The suit was based upon two grounds — (1) negligent loading of the craft, and (2) the creation of a nuisance by which plaintiff was deprived of the use of its property, and was thereby obliged to clear the river at the dock of the obstruction to navigation. The jury found for the plaintiff, their verdict representing only the cost of removal of the obstruction, and interest thereon. This rule to show cause is based upon the contention that the verdict is against the weight of the evidence, and that a nonsuit or a direction for the defendant should have been granted. We think the evidence was plenary in support of the plaintiff's contention, that the bricks were so negligently removed, in view of the leaky condition of the vessel, that she listed during the night and overturned, thus depositing herself and her cargo as an obstruction in the river and thereby obstructing the plaintiff in the lawful use of its property; that the obstruction thus created was there maintained after repeated notice to defendants to remove it. The defendants as charterers and possessors of the vessel had control of her and her captain and cargo, and were therefore primarily responsible for the use, management and control of the vessel. Cheetham v. Hampson, 4 T.R. 318; 3Bl. Com. 222. *Page 339
That the defendants were liable under the general rule of law for the negligent conduct of their agents, in unloading the craft, needs no citation of authority to support it. Upon the general principle of maintaining the nuisance after repeated admonitions to remove it, the legal theory of defendants' liability was in effect duplicated. Nor can this legal obligation be avoided upon the maritime theory of abandonment of the vessel and its freight. In this instance the "Shamrock" was not at sea so as to be subject to that maritime rule, but was securely moored to the wharf, at her point of destination, and her freight was just as securely deposited on the bottom of the river at its point of destination. The admiralty rule applicable to abandonment of a vessel at sea is intended to relieve the shipper and the owner, and cast the burden of loss and damage upon the insurer; but its application ceases when the point of destination has been reached, and the vessel becomes attached to the wharf. 3Kent Com. 308; Shawe v. Felton, 2 East 109; 1 C.J. 5, and cases.

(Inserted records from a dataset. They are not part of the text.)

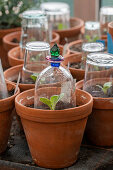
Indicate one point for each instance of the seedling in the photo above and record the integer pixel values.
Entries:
(53, 100)
(34, 76)
(89, 39)
(105, 87)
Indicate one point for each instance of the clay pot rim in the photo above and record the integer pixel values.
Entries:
(14, 95)
(95, 98)
(74, 43)
(52, 111)
(81, 23)
(6, 37)
(8, 30)
(20, 84)
(5, 30)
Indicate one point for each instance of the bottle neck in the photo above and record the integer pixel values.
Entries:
(55, 64)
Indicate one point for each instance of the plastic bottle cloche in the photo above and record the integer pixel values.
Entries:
(54, 88)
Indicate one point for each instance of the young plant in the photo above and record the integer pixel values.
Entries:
(105, 87)
(34, 76)
(53, 100)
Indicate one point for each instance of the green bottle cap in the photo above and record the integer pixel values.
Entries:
(55, 51)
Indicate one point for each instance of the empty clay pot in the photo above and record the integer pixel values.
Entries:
(54, 137)
(77, 74)
(73, 32)
(9, 38)
(6, 115)
(11, 75)
(14, 56)
(99, 129)
(3, 52)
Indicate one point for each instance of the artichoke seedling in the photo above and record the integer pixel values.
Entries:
(105, 87)
(53, 100)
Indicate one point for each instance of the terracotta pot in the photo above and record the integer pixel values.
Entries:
(54, 137)
(99, 129)
(77, 43)
(3, 53)
(77, 74)
(14, 54)
(6, 115)
(12, 73)
(73, 33)
(8, 44)
(110, 28)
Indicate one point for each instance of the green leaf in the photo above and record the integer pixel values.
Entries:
(107, 85)
(46, 101)
(99, 86)
(55, 99)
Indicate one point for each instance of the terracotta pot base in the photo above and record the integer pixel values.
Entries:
(54, 137)
(6, 115)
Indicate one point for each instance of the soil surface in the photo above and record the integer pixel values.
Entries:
(59, 106)
(14, 40)
(96, 91)
(77, 47)
(10, 93)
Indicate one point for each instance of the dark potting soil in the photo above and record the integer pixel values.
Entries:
(75, 65)
(10, 93)
(14, 40)
(59, 106)
(95, 91)
(77, 47)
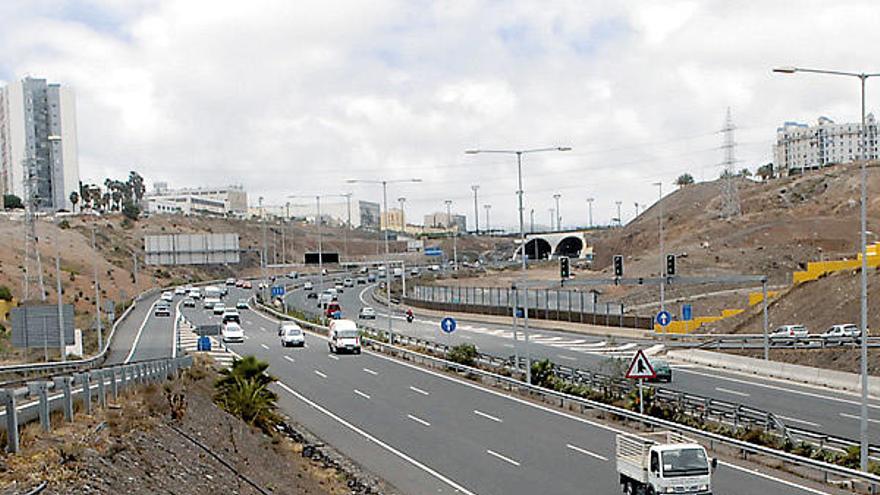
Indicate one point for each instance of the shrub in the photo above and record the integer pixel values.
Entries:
(243, 391)
(464, 354)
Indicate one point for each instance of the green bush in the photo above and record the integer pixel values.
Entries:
(243, 391)
(465, 354)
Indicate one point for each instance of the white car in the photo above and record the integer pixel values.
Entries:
(232, 332)
(842, 332)
(292, 336)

If an abandonment upon land be urged, one cannot so terminate his relationship and responsibility of ownership in a chattel as to cast it upon his neighbor's property, and thus ipso facto create a nuisance, and thereby seek to relieve himself of incidental responsibility by this gratuitous act, upon the theory of abandonment. Blackstone defines this species of tort-feasance as "anything done to the hurt or annoyance of the lands, tenements and hereditaments of another." 3 Bl. Com. 216.
The fundamental conception of the action resulting from this species of tort-feasance, at common law, was based upon the maximsic utere tuo ut alienium non laedas. Ross v. Butler,19 N.J. Eq. 294; State v. Trenton, 97 N.J.L. 246.

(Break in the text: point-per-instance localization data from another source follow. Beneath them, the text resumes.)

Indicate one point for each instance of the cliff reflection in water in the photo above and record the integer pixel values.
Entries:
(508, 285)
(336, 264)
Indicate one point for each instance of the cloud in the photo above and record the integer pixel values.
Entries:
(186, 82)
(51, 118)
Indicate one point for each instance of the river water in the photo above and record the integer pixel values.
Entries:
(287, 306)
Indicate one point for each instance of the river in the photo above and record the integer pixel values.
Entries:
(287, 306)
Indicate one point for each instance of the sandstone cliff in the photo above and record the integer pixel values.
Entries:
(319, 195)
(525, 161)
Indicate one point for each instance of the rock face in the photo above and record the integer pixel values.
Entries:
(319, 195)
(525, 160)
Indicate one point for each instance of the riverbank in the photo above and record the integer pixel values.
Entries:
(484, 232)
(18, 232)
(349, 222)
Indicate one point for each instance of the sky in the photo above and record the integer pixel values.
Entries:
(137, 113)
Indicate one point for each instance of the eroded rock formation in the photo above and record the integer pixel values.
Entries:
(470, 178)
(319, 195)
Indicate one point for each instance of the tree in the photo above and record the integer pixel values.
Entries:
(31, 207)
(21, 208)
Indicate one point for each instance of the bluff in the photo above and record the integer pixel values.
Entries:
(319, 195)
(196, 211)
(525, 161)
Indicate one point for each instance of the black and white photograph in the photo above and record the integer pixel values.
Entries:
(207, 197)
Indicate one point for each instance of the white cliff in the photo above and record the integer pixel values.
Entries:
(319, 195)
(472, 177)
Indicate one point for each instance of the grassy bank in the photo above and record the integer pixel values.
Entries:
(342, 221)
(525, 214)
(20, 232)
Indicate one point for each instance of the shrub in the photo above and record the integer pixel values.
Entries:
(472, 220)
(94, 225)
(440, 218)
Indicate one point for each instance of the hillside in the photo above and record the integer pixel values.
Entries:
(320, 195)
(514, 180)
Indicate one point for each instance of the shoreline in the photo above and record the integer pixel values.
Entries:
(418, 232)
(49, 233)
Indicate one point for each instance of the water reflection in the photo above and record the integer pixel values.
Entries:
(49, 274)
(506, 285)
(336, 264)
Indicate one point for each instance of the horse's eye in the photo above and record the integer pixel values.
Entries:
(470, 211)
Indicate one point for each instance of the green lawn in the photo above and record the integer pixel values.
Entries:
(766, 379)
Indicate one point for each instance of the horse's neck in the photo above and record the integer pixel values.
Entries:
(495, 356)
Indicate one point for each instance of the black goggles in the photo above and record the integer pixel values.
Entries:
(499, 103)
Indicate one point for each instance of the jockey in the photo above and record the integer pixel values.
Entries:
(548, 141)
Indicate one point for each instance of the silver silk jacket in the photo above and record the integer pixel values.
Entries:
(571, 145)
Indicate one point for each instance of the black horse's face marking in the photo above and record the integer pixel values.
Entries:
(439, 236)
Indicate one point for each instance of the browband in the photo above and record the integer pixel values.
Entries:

Thus the owner or master of a ship might maintain an action on the case for a nuisance created by an occupant on a wharf, by reason of which a ship attached to the wharf was made uninhabitable to its occupants. Poll. Tort 385.
Inversely the rule has equal application to a situation such as that presented in the case at bar. *Page 340
We have examined the procedural errors complained of, and find none of sufficient substance to require extended discussion.
The rule to show cause will be discharged.